Identification and Characterization of Genes Regulated by All-Trans Retinoic Acid in SC-M1 CL23 Gastric Cancer Cells

• Main Authors: Huang Shiang-Long, 黃獻龍
• Other Authors: Jiang Shun-Yuan
• Format: Others
• Language: en_US
• Published: 2000
• Online Access: http://ndltd.ncl.edu.tw/handle/99599038045426066631

博士 === 國防醫學院 === 生命科學研究所 === 88 === Retinoids, derivatives of vitamin A exert wide spectrum antitumor activities that are mediated through induction of growth arrest, differentiation or apoptosis. The compounds are active in preventing the development of gastric cancer, and the decrease in serum vitamin A levels is associated with an increase in risk of gastric cancer. Our previous studies have found that All-trans retinoic acid (tRA) induced growth inhibition of SC-M1 gastric cancer cells, which was associated with the G0/G1 arrest. Also, SC-M1 cells became flattened and enlarged following tRA treatment. To determine whether effects of retinoids are mediated by specific gene activation or repression, SC-M1 CL23 cells treated with vehicle alone or tRA (10 mM) for one day were analyzed using the technique of differential display. Two tRA positively regulated genes were identified. One was a novel gene named as retinoid inducible-gene 1 (RIG1) and the other was the calcium binding protein S100P that belongs to the S100 family. The full-length RIG1 cDNA contained 768 base pairs and encoded 164 amino acids with a protein molecular weight of 18 kDa. The RIG1 gene, localized at chromosome 11q, was ubiquitously expressed in normal tissues, and its expression was positively associated with cellular density.
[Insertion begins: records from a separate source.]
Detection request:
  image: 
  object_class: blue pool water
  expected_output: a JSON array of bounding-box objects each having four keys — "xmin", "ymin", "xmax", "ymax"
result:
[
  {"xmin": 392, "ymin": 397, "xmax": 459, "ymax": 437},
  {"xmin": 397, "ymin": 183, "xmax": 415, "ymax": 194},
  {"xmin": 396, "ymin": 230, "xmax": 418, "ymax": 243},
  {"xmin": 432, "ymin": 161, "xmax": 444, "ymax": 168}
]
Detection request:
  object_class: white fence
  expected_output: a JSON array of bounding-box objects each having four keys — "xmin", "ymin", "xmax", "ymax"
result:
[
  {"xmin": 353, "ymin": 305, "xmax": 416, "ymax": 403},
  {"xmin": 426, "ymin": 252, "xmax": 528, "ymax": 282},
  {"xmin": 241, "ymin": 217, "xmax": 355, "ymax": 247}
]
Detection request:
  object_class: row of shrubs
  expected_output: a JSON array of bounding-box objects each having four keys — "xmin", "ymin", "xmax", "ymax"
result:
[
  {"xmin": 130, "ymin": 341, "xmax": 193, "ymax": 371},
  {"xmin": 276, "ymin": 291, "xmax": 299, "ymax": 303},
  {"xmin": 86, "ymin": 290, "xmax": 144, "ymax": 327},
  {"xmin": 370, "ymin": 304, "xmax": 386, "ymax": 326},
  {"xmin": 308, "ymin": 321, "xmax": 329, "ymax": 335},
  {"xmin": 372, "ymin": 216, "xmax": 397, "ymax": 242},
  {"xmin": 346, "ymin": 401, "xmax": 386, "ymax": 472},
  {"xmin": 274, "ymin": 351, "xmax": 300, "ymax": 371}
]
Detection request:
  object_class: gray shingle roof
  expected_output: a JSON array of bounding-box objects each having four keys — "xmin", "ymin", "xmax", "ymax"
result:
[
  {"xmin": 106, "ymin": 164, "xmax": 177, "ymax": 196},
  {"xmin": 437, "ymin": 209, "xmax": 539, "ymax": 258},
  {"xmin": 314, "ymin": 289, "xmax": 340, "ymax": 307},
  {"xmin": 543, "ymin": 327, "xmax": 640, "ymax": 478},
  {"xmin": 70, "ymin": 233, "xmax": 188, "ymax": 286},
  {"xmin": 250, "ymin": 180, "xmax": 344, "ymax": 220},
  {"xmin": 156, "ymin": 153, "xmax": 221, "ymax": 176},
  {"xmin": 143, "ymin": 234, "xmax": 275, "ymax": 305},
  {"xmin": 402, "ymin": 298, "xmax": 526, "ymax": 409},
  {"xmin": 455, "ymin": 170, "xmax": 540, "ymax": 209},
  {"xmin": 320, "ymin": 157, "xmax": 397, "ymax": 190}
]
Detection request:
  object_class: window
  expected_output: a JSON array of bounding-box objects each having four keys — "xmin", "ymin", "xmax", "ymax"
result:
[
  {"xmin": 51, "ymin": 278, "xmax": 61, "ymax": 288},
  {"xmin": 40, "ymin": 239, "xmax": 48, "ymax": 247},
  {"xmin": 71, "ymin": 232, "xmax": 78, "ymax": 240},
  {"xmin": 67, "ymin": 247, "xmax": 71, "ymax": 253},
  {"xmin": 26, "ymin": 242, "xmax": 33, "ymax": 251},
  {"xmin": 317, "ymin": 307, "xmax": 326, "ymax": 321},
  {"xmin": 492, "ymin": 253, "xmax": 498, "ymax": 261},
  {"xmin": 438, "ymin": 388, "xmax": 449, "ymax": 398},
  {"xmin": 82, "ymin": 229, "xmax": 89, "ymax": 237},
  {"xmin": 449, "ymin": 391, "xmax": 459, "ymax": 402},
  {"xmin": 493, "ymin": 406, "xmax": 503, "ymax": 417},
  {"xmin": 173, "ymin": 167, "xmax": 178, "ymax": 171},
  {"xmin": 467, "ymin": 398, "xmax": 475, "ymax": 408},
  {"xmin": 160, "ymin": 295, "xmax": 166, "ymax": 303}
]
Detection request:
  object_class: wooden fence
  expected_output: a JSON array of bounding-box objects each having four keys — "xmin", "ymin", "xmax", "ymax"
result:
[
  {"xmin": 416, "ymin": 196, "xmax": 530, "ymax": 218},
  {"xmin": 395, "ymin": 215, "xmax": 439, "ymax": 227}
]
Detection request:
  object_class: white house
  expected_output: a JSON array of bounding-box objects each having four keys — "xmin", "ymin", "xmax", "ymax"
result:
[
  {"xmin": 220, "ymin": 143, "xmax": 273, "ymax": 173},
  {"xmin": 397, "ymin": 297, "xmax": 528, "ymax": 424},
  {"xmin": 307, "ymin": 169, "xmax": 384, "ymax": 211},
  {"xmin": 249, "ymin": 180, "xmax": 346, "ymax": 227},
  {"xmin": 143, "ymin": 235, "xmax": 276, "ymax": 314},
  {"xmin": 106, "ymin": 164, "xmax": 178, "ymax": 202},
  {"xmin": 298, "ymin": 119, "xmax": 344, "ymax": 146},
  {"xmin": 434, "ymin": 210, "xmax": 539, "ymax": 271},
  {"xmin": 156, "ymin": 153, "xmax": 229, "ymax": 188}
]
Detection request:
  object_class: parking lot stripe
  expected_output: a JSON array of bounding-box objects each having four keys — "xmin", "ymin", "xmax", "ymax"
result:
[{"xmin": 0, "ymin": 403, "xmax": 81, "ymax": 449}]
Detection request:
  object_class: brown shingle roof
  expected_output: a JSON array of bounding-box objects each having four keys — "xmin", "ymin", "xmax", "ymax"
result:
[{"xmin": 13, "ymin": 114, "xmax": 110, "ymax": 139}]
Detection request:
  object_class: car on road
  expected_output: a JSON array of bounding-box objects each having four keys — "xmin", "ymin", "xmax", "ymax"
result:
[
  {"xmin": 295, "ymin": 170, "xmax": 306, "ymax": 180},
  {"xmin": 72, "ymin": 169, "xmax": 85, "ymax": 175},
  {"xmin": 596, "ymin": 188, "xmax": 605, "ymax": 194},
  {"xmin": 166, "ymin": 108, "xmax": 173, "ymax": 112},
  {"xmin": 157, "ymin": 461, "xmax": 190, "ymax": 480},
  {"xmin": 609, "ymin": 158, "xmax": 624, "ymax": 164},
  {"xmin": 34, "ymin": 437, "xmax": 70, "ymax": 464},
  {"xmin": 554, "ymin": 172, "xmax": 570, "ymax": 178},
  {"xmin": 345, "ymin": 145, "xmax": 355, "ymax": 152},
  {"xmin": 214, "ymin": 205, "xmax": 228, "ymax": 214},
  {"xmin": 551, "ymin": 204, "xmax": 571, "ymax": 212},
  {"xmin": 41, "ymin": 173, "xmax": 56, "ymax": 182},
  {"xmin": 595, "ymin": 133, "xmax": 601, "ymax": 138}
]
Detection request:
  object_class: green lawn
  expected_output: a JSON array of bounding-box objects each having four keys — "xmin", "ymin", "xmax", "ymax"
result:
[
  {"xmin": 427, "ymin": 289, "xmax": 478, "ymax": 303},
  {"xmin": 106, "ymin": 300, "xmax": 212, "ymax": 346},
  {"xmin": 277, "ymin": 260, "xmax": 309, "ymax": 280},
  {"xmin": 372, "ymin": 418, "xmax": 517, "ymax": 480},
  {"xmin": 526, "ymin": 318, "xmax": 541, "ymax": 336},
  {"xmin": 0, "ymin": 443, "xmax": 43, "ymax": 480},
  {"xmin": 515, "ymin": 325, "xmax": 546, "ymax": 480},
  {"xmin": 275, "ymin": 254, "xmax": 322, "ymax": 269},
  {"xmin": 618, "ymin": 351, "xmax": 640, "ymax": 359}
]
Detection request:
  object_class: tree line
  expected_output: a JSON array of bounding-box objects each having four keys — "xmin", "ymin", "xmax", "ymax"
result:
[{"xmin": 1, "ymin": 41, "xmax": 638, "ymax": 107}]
The RIG1 gene was regulated by retinoids through RXR/RAR heterodimers, and the regulation of RIG1 was related to cellular retinoid sensitivity. Nucleotide sequence analysis demonstrated that cDNA of the RIG1 gene was 98.8% homologous to that of the TIG3 gene and had 54% nucleotide sequence homology to a type II tumor suppressor gene H-REV107-1. The RIG1 protein has one consensus sequence motifs DXXG, which is conserved between different guanosine nucleotide-binding proteins. Overexpression of RIG1-myc-his and RIG1-EGFP fusion proteins resulted growth arrest or cellular apoptosis, which is cell dependent. Also, transient expression of RIG1 fusion proteins suppressed ELK-1, JUN and CHOP signal pathways of HtTA cells. tRA upregulated S100P expression in RA-sensitive SC-M1 CL23 and HtTA cells. The regulation was maintained in resistance cells induced by long term treatment with tRA. The genuine roles of RIG1 and S100P in tRA-mediated growth suppression or cellular differentiation require further study.